MOTION TO SUPPRESS
The Fourth Amendment guarantees citizens protection against illegal searches and seizure. A search of an area where you have a reasonable expectation of privacy must be supported by a search warrant. The search warrant must be signed by a magistrate and supported by probable cause that the instrumentality of a crime will be found at the specific place to be searched. However, there are numerous exceptions to the warrant requirement.
Police may search areas where the custodian gives free and voluntary consent for them to search.
Exigent/ emergency circumstance
Police may make entry to a building or structure and seize evidence in view when there is a risk of serious injury to a person or to prevent the imminent destruction of evidence.
If police see incriminating evidence in plain view during the scope of a lawful stop, they may seize it without a search warrant.
Search incident to lawful arrest
If police are making a lawful arrest, the may search areas within the person's immediate control. The justification for this exception is that it necessary for the officer's safety.
If police have probable cause that the instrumentality of a crime is inside an automobile, they may search it without first obtaining a warrant. In addition, the vehicle must be mobile. For example, if a car is broken down or out of gas, it is not considered mobile and a warrant would be required.

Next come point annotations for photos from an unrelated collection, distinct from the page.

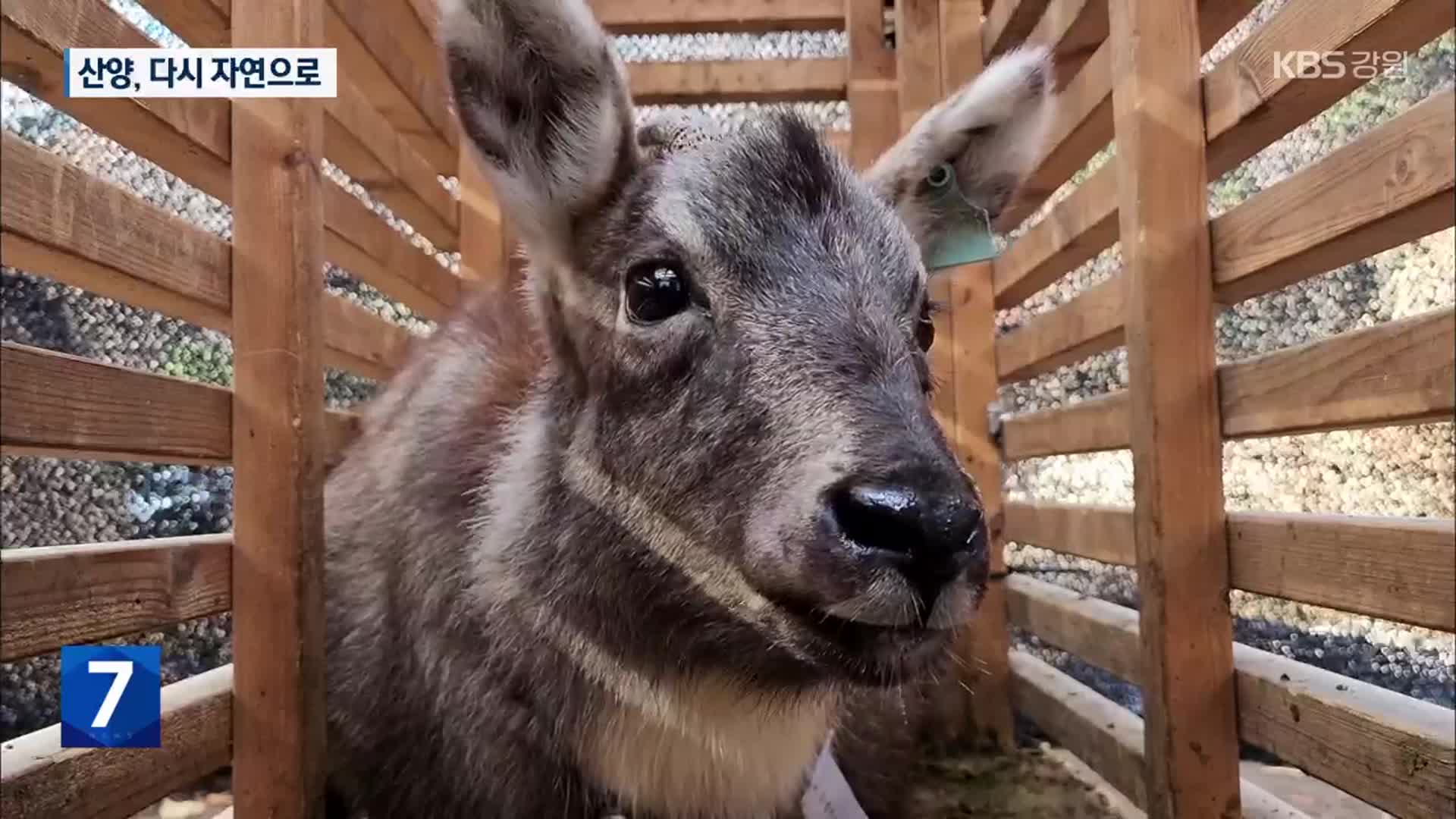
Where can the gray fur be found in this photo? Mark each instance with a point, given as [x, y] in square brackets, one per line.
[568, 539]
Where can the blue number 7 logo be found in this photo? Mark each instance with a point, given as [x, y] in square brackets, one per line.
[111, 697]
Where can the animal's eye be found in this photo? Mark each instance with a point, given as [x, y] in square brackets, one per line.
[925, 328]
[654, 292]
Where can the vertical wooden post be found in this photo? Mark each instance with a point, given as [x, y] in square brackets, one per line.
[873, 96]
[971, 311]
[278, 436]
[1183, 563]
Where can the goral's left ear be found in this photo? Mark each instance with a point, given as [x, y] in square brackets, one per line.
[990, 131]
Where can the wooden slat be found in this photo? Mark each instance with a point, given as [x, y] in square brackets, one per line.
[366, 146]
[1111, 738]
[482, 235]
[1085, 223]
[1312, 222]
[340, 430]
[1076, 231]
[1183, 566]
[1097, 632]
[1386, 188]
[55, 403]
[95, 235]
[33, 37]
[1400, 569]
[1084, 121]
[1097, 532]
[1397, 372]
[875, 111]
[405, 49]
[201, 24]
[362, 341]
[680, 17]
[55, 596]
[1394, 373]
[873, 93]
[1074, 30]
[1250, 104]
[278, 433]
[55, 203]
[41, 780]
[973, 384]
[1088, 324]
[1389, 749]
[360, 36]
[1101, 733]
[1385, 748]
[1008, 24]
[1095, 425]
[1081, 127]
[918, 58]
[363, 243]
[737, 80]
[191, 137]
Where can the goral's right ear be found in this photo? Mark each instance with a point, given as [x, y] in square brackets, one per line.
[990, 131]
[544, 98]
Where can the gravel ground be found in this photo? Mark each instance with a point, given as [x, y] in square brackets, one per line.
[1395, 471]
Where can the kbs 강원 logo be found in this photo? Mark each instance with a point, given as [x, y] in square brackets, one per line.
[111, 697]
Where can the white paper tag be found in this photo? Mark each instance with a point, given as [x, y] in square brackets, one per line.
[829, 795]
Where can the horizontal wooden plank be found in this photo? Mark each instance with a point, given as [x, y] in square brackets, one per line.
[1081, 126]
[63, 403]
[201, 24]
[193, 137]
[1101, 733]
[379, 256]
[1111, 738]
[679, 17]
[66, 407]
[1088, 324]
[362, 142]
[1389, 749]
[95, 235]
[1095, 532]
[1094, 630]
[53, 596]
[1397, 372]
[1074, 30]
[1394, 373]
[1008, 24]
[41, 780]
[1239, 121]
[391, 55]
[55, 203]
[739, 80]
[1401, 569]
[1091, 426]
[1386, 188]
[1250, 102]
[31, 58]
[362, 341]
[1084, 124]
[1078, 229]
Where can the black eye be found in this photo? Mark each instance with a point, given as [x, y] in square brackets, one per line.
[925, 330]
[654, 292]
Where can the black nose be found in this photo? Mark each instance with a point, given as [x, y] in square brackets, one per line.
[930, 535]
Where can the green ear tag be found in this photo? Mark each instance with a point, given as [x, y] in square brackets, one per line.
[970, 237]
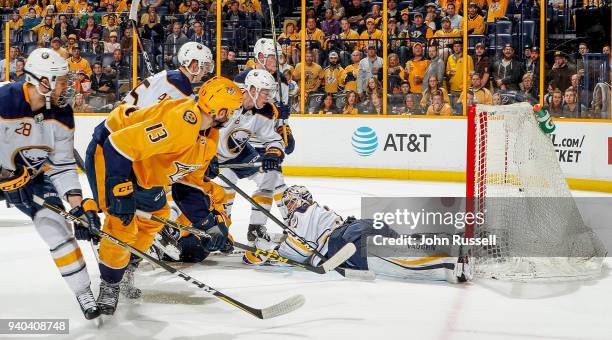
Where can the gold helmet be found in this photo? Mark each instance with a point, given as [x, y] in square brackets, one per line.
[219, 94]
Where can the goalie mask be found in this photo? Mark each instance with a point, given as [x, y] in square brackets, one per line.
[195, 51]
[46, 64]
[295, 198]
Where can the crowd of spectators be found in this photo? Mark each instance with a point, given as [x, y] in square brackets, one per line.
[343, 52]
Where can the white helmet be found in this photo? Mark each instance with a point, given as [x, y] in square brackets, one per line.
[195, 51]
[261, 80]
[45, 63]
[266, 47]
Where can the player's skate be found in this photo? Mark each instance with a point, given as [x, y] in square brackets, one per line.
[127, 287]
[88, 304]
[108, 298]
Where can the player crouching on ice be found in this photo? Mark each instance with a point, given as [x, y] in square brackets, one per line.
[36, 159]
[327, 232]
[135, 153]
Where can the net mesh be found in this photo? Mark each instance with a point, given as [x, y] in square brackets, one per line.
[526, 202]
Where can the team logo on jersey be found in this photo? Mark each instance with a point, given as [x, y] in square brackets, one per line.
[182, 170]
[190, 117]
[237, 139]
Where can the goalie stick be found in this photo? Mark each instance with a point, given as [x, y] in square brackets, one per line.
[281, 308]
[349, 273]
[340, 257]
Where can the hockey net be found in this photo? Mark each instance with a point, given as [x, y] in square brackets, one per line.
[515, 181]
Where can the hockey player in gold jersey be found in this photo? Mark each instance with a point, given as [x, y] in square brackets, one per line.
[136, 153]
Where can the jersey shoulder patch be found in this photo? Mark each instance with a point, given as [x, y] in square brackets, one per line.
[177, 79]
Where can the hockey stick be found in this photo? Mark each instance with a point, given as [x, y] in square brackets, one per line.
[281, 308]
[344, 254]
[240, 166]
[350, 273]
[278, 77]
[133, 17]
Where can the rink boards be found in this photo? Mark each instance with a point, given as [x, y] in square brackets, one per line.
[417, 148]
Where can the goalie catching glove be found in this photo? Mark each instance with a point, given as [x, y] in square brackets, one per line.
[88, 210]
[120, 199]
[272, 159]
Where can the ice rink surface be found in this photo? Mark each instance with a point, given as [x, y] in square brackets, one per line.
[336, 308]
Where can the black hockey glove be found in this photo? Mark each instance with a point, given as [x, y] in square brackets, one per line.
[213, 168]
[216, 228]
[120, 199]
[272, 159]
[290, 140]
[88, 210]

Police may search an impounded vehicle according to established department policies with the objectives being to safeguard the defendant's property and to safeguard the police against allegations of theft. Evidence found may be used against the defendant.
If evidence was seized where you had a reasonable expectation of privacy and was not supported by a valid search warrant or fell under a valid warrantless exception, your attorney should file a motion to suppress. If your attorney is successful, that evidence will not be allowed to be used against you in court, which in many cases, destroys the prosecution's case.